La Nouvelle-Orléans après Katrina.
Le titre de ce premier roman d’une prof de littérature anglaise à l’Université du Nebraska, « Après le déluge » ne laisse planer aucun doute sur le lieu de l’intrigue, « Crescent City », la cité du Croissant, la Nouvelle-Orléans quasi détruite par l’ouragan Katrina.
Autre indice, pour en rester à la couverture. Le nom de famille de l’auteure, Castro, ! Un nom célèbre sur la petite île de Cuba qui fait, en ce moment, l’actualité. Il n’est donc pas étonnant que son héroïne, Nola Cespedes, ait une mère qui vient de l’île interdite – elle l’est toujours aux touristes étasuniens malgré les déclarations d’Obama – qui parle espagnol plus que l’anglais et va à la messe tous les dimanches.
Joy Castro est visiblement tombée amoureuse de cette Ville, de son port, de ses rues, de ses bars, de ses musiques. Comme toute amoureuse, elle est intarissable. Elle la raconte en long, en large et en travers – au sens propre -, tellement qu’elle donne l’impression, parfois, d’écrire un guide touristique type le « routard », y compris les anecdotes, les légendes, les différentes hypothèses concernant les proverbes, les noms de place, de rues, sans oublier les romans… Elle ignore superbement le jazz, les musiciens et les musiciennes. Dommage. Certains critiques ont pourtant fait, à tord, de « Big Easy » – un autre de se surnoms et le titre d’un film bizarre bien dans l’esprit de la Cité – l’unique berceau du jazz.

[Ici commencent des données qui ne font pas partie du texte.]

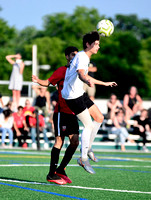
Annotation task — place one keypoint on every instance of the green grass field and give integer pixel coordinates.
(118, 176)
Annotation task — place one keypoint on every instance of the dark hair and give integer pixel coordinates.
(70, 49)
(20, 107)
(90, 38)
(7, 112)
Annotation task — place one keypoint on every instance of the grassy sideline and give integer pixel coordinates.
(118, 176)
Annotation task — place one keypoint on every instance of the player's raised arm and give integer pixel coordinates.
(98, 82)
(35, 79)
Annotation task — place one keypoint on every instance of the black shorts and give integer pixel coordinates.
(65, 124)
(79, 104)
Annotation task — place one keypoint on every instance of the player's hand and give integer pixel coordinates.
(34, 79)
(90, 83)
(111, 84)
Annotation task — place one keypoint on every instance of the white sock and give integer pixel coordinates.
(96, 126)
(85, 118)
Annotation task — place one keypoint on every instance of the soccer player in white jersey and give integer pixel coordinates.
(79, 102)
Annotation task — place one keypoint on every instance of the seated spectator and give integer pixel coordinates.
(141, 125)
(120, 128)
(6, 124)
(28, 111)
(42, 100)
(32, 122)
(54, 98)
(132, 103)
(20, 128)
(113, 106)
(2, 104)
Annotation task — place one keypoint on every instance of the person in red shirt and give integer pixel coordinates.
(28, 110)
(68, 124)
(32, 123)
(20, 128)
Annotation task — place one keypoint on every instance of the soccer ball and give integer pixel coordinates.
(105, 27)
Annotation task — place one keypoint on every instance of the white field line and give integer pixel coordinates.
(70, 165)
(76, 187)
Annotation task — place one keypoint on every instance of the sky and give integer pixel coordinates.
(22, 13)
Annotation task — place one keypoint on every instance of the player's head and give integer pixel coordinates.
(70, 52)
(70, 49)
(90, 38)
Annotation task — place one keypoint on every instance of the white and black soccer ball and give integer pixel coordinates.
(105, 28)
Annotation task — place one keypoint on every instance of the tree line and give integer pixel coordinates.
(125, 57)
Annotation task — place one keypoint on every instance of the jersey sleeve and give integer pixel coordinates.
(57, 76)
(82, 62)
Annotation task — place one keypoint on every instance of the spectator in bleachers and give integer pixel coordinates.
(42, 101)
(113, 106)
(132, 103)
(33, 122)
(20, 128)
(141, 126)
(9, 105)
(120, 128)
(28, 110)
(6, 124)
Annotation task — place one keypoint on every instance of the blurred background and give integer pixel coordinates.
(125, 57)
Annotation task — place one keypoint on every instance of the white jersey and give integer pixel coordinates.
(73, 86)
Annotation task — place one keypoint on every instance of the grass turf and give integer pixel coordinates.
(118, 176)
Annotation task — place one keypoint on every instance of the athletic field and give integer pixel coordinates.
(118, 176)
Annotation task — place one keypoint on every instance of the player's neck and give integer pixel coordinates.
(88, 53)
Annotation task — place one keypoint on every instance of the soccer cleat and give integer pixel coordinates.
(92, 156)
(68, 180)
(56, 179)
(86, 165)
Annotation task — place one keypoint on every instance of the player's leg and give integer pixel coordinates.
(70, 122)
(74, 142)
(55, 152)
(80, 108)
(85, 118)
(98, 119)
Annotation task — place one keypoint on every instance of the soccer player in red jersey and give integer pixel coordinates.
(65, 124)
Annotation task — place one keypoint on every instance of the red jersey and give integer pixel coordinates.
(28, 111)
(32, 121)
(58, 78)
(19, 120)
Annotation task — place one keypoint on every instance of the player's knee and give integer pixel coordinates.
(58, 142)
(99, 118)
(75, 143)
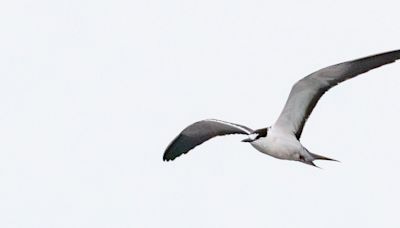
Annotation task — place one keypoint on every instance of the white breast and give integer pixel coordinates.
(278, 145)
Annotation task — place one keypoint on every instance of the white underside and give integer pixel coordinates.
(279, 144)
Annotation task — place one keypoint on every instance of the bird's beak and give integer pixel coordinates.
(247, 140)
(311, 163)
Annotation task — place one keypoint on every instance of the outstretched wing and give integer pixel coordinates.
(305, 93)
(200, 132)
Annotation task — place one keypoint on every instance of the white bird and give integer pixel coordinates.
(281, 140)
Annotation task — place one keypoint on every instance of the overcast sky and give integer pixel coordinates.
(91, 93)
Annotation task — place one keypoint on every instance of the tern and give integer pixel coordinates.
(281, 140)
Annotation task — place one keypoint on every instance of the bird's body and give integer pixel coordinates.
(279, 145)
(281, 140)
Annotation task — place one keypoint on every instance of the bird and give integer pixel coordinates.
(282, 139)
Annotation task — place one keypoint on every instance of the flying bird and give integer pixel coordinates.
(281, 140)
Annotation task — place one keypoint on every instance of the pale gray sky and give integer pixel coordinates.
(93, 91)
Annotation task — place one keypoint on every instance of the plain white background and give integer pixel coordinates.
(91, 93)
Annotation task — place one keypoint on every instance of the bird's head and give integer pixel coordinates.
(257, 134)
(309, 158)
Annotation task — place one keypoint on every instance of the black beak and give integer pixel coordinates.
(247, 140)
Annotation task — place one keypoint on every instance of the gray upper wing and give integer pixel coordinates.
(200, 132)
(305, 93)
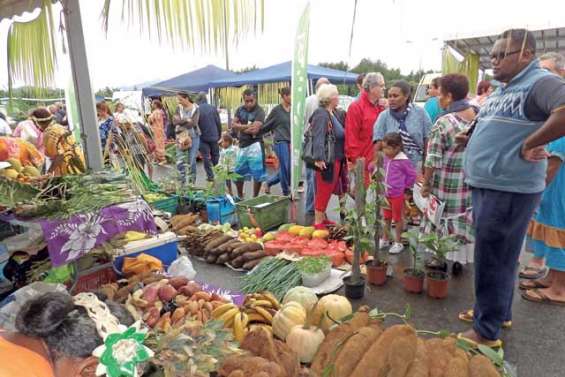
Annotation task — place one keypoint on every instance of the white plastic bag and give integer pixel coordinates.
(182, 266)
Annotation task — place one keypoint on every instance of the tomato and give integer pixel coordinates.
(338, 258)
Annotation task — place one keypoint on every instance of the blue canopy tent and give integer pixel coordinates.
(195, 81)
(282, 72)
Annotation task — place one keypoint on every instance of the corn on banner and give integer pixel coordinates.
(299, 90)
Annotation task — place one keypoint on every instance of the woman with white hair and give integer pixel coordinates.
(361, 116)
(326, 122)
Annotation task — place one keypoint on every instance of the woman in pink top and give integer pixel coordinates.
(400, 175)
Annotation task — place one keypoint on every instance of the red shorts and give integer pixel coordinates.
(396, 211)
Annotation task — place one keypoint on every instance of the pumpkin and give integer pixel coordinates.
(336, 307)
(303, 295)
(290, 315)
(305, 341)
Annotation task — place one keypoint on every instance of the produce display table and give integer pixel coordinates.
(69, 239)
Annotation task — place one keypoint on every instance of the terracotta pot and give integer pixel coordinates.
(413, 283)
(437, 284)
(376, 274)
(354, 290)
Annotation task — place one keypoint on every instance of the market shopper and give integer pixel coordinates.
(412, 122)
(331, 176)
(312, 103)
(278, 122)
(211, 129)
(400, 175)
(246, 126)
(432, 105)
(105, 122)
(361, 117)
(553, 62)
(443, 168)
(157, 122)
(484, 89)
(187, 136)
(546, 232)
(505, 165)
(55, 338)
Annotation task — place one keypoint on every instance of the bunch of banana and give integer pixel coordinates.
(257, 310)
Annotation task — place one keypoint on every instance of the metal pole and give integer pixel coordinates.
(83, 88)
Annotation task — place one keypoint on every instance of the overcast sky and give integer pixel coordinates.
(403, 33)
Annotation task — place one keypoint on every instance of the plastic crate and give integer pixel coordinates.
(163, 247)
(265, 212)
(93, 278)
(169, 204)
(221, 210)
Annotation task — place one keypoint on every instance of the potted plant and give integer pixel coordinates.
(440, 246)
(414, 276)
(377, 268)
(355, 283)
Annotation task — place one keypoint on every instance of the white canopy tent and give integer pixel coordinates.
(79, 68)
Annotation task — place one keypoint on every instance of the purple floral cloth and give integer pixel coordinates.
(72, 238)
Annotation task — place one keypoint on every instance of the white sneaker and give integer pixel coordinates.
(396, 248)
(384, 243)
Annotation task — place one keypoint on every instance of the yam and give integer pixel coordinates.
(440, 352)
(334, 338)
(249, 256)
(237, 262)
(354, 349)
(401, 355)
(375, 360)
(481, 366)
(216, 242)
(251, 264)
(225, 257)
(419, 367)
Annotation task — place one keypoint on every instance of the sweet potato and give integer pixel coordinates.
(251, 264)
(252, 255)
(334, 338)
(178, 281)
(167, 292)
(481, 366)
(440, 352)
(354, 349)
(401, 354)
(375, 360)
(419, 367)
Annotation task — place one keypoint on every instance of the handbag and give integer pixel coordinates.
(308, 147)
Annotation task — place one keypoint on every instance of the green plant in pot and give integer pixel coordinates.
(355, 283)
(377, 267)
(414, 276)
(439, 245)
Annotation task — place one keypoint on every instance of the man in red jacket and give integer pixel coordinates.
(361, 117)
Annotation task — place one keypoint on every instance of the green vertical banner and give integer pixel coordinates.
(299, 90)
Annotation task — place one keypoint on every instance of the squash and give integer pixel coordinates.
(305, 342)
(290, 315)
(302, 295)
(335, 306)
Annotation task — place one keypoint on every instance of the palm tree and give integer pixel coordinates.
(200, 25)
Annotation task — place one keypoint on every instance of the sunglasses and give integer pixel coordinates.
(502, 54)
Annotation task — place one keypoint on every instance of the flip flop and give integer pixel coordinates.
(468, 317)
(489, 343)
(541, 297)
(539, 272)
(531, 284)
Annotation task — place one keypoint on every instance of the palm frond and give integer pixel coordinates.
(31, 51)
(192, 24)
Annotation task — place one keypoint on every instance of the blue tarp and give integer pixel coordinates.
(282, 72)
(195, 81)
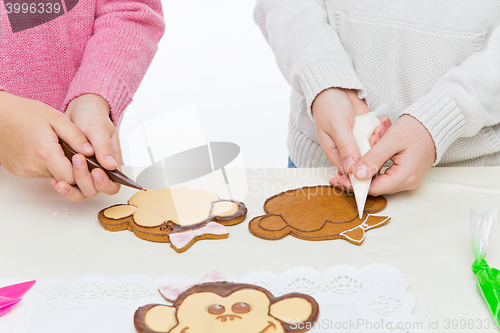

Joy Castro présente longuement son héroïne dans son apparence, dans ses actions. Elle a voulu dissimuler l’essentiel, l’objet des cauchemars de Nola. C’est cousu de fil blanc. Le nœud de l’intrigue se devine aisément qui fait tomber la surprise du coup de théâtre final. Un procédé de débutant(e). Le suspens prend plus de consistance lorsque le lecteur sait, connaît les ressorts cachés. Lorsque se produit une situation dramatique, son empathie avec le personnage le conduit directement à l’émotion.
Les influences sont visibles. Sa Nouvelle-Orléans ressemble à celle de Clint Eastwood et un peu à celle de James Lee Burke, auteur plus dur, plus violent, plus en phase avec cette Louisiane qui a conservé des racistes d’un autre temps, celui du Ku-Klux-Klan..
L’intrigue est directement liée aux conséquences de Katrina. Les prisons se sont vidées après 2005 et les délinquants sexuels, notamment, sont en liberté. Nola, pas bien dans sa peau qui a du mal à s’accepter, boit et a des relations sexuelles d’un moment, refuse cette enquête dans un premier temps. On se doute que le déluge du titre ne fait pas seulement référence à Katrina…
Sa quête la fera traverser tous les quartiers de cette Nouvelle-Orléans très secouée. Sauf, bien sur, les quartiers riches qui n’ont pas été détruits.
L’angoisse du film de Eastwood, de James Lee Burke est ici comme gommée. Elle se fait sentir mais pas ressentir. La pudeur ou la décence – ce n’est pas la même chose – interdit, peut-être, à l’auteure d’aller jusqu’au bout de l’enfer, jusqu’au bout de la nuit.
Une nuit noire pourtant, celle des enfants violés, maltraités par des pédophiles qui n’ont aucun regret, aucun remord, inconscient des blessures mortelles qu’ils ont causées.
Un sujet un peu trop à la mode ces derniers temps…
Mais la Ville, son port, ses maisons, son ouragan, ses vices, ses beautés reste capable de vous tenir en haleine.
Un premier roman prometteur si l’auteure sait ne pas s’éparpiller et refuser de tout dire pour devenir un peu monomaniaque.
Nicolas Béniès.
« Après le déluge », Joy Castro, traduit par Isabelle Maillet, Série Noire/Gallimard.